SULAWESI SELATAN – INFO-JURNAL.COM Dugaan penyalahgunaan distribusi Bahan Bakar Minyak (BBM) bersubsidi jenis solar di Sulawesi Selatan kembali mencuat.

Dua warga berinisial FRE dan ARF yang berdomisili di Siwa, Kabupaten Wajo, diduga kuat menjadi penampung pasokan solar subsidi yang berasal dari Kabupaten Bone dan Kabupaten Soppeng.

​Informasi yang dihimpun awak media menyebutkan, FRE dan ARF diduga menyelundupkan solar subsidi tersebut melalui Pelabuhan Rakyat Siwa menuju Kolaka, Sulawesi Tenggara.

Solar itu disinyalir dipasok dari wilayah Kabupaten Bone melalui aksi sejumlah pelangsir yang beroperasi di beberapa SPBU di Kota Watampone.

​Di tengah mencuatnya kasus ini, muncul nama seorang oknum yang dikenal dengan sebutan “Pak Black”. Berdasarkan data yang diterima, sosok tersebut diduga berperan sebagai koordinator bagi sejumlah pihak yang terlibat dalam jaringan distribusi solar subsidi di Kabupaten Wajo.

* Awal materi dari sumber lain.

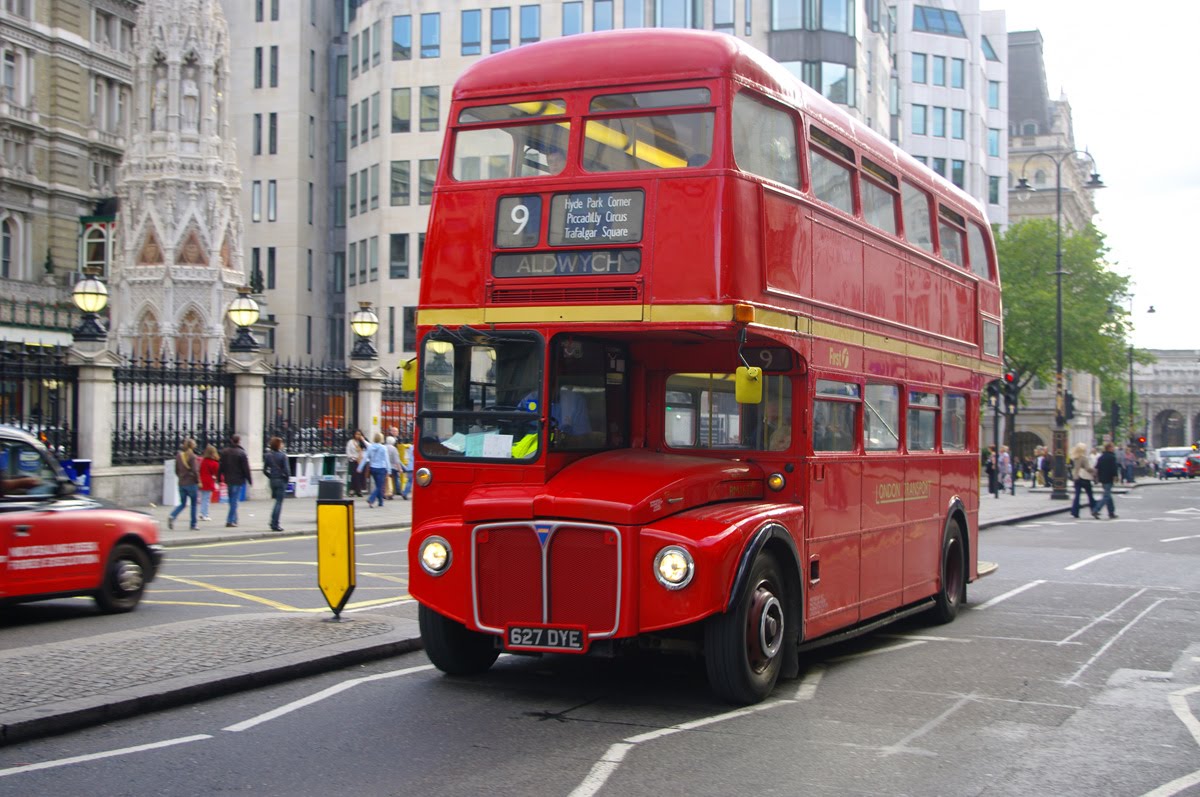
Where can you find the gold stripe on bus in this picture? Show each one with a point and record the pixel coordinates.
(703, 315)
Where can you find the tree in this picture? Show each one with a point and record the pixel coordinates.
(1095, 323)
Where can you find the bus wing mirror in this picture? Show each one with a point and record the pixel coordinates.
(408, 376)
(748, 385)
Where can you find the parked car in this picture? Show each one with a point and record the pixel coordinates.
(57, 544)
(1173, 462)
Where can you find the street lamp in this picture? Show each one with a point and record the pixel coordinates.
(243, 312)
(364, 323)
(1060, 429)
(90, 297)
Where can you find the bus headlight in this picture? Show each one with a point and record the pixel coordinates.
(435, 556)
(673, 567)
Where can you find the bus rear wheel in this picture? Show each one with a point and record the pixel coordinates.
(453, 647)
(954, 575)
(744, 646)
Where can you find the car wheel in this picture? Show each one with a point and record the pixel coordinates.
(744, 646)
(453, 647)
(125, 579)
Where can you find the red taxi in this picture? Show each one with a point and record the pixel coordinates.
(58, 544)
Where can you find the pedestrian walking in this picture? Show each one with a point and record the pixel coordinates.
(1084, 474)
(354, 449)
(1107, 469)
(376, 457)
(279, 472)
(235, 473)
(210, 479)
(187, 477)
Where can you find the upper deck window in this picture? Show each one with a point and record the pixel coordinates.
(917, 221)
(832, 165)
(765, 141)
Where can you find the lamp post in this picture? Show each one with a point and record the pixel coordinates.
(364, 322)
(90, 297)
(243, 312)
(1060, 430)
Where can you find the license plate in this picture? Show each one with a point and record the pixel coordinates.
(556, 639)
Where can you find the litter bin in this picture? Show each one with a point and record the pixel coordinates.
(329, 489)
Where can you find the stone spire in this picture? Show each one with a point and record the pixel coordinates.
(180, 258)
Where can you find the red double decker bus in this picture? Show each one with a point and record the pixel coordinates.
(700, 361)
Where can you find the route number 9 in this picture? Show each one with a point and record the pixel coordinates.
(517, 221)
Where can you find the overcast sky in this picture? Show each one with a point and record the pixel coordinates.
(1129, 77)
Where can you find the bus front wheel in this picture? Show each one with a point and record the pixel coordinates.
(954, 575)
(453, 647)
(744, 646)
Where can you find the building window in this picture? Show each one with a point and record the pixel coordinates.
(531, 24)
(400, 183)
(472, 31)
(918, 67)
(401, 111)
(401, 37)
(573, 18)
(601, 15)
(426, 174)
(502, 29)
(397, 258)
(256, 201)
(431, 35)
(430, 107)
(939, 70)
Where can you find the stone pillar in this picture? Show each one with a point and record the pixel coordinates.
(94, 402)
(370, 377)
(250, 403)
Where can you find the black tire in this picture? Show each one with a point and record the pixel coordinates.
(453, 647)
(953, 575)
(744, 648)
(125, 579)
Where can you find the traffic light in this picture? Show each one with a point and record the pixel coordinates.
(1011, 391)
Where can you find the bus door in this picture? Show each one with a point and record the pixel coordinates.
(885, 501)
(835, 471)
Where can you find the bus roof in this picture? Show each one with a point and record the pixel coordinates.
(645, 55)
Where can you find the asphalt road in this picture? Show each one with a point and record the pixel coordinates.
(273, 574)
(1074, 671)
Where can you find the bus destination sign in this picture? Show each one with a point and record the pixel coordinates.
(597, 217)
(569, 263)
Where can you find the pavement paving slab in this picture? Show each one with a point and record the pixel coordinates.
(59, 687)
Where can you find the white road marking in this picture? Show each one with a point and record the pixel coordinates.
(1102, 617)
(321, 695)
(1008, 594)
(1111, 641)
(96, 756)
(1095, 558)
(616, 753)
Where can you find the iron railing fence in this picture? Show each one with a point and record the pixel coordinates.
(37, 394)
(161, 402)
(313, 408)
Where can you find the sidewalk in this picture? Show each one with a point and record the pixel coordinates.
(65, 685)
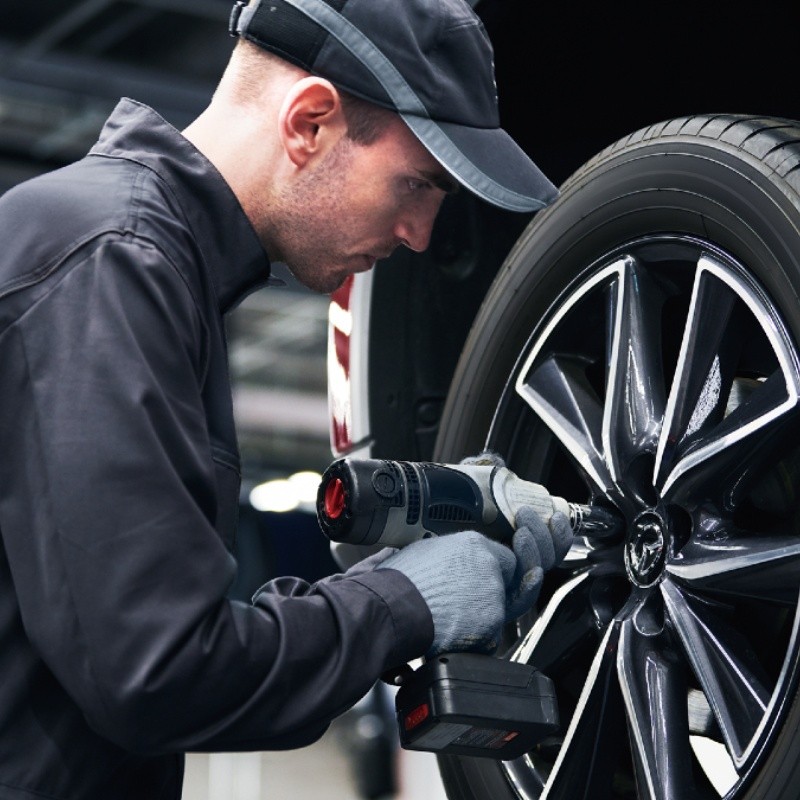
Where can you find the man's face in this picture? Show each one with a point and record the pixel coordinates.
(356, 206)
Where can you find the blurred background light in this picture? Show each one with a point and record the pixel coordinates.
(298, 491)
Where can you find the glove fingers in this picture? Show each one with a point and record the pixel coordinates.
(485, 459)
(506, 559)
(526, 594)
(526, 549)
(528, 518)
(562, 534)
(370, 562)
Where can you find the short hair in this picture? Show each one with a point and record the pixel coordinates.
(366, 122)
(251, 66)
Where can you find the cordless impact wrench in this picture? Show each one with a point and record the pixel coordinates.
(457, 703)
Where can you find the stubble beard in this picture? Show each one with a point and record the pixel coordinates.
(310, 222)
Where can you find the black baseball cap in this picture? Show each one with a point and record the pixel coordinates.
(429, 60)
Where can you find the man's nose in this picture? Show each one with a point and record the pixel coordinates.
(414, 228)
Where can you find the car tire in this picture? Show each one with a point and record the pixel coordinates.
(639, 348)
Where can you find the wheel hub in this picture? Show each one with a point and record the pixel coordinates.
(646, 549)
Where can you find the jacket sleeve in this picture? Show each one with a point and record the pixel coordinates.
(106, 505)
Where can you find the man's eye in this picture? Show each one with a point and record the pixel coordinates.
(416, 185)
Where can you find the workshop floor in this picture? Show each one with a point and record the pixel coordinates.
(318, 771)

Baca Juga:  Wabup Bone Buka Asistensi Pengelolaan Dana BOSP, Tekankan Transparansi dan Akuntabilitas

​Tidak hanya dari Bone, pasokan solar kepada FRE dan ARF diduga kuat juga mengalir dari Kabupaten Soppeng.

Seorang sumber yang meminta identitasnya dirahasiakan demi keamanan mengungkapkan bahwa pada Sabtu (4/7/2026), pasokan dari Soppeng diduga berasal dari dua orang berinisial KFL dan A BT yang berdomisili di wilayah Cabbenge, Kabupaten Soppeng.

​Menindaklanjuti temuan tersebut, awak media melakukan konfirmasi kepada Kapolres Soppeng, AKBP Adytia Pradana, terkait dugaan keterlibatan KFL dan A BT sebagai pemasok solar ke wilayah Siwa.

​Merespons hal itu, AKBP Adytia Pradana menyatakan bahwa dirinya belum mengenali sosok-sosok yang dimaksud. Kendati demikian, ia meminta masyarakat untuk tidak ragu melaporkannya jika memiliki bukti valid.

Baca Juga:  Wakil Bupati Bone Hadiri Rakor Pencegahan Korupsi Pertanahan di Sulsel

​”Saya tidak kenal orang tersebut. Bila ada informasi berupa foto, identitas orangnya, tempat tinggalnya, maupun barang buktinya, silakan dibagikan (kepada kami),” ujar AKBP Adytia saat dikonfirmasi awak media.

​Sampai berita ini dipublikasikan, seluruh dugaan tersebut masih menunggu klarifikasi resmi dari pihak-pihak terkait, sembari menunggu proses penyelidikan lebih lanjut oleh aparat penegak hukum (BM)*.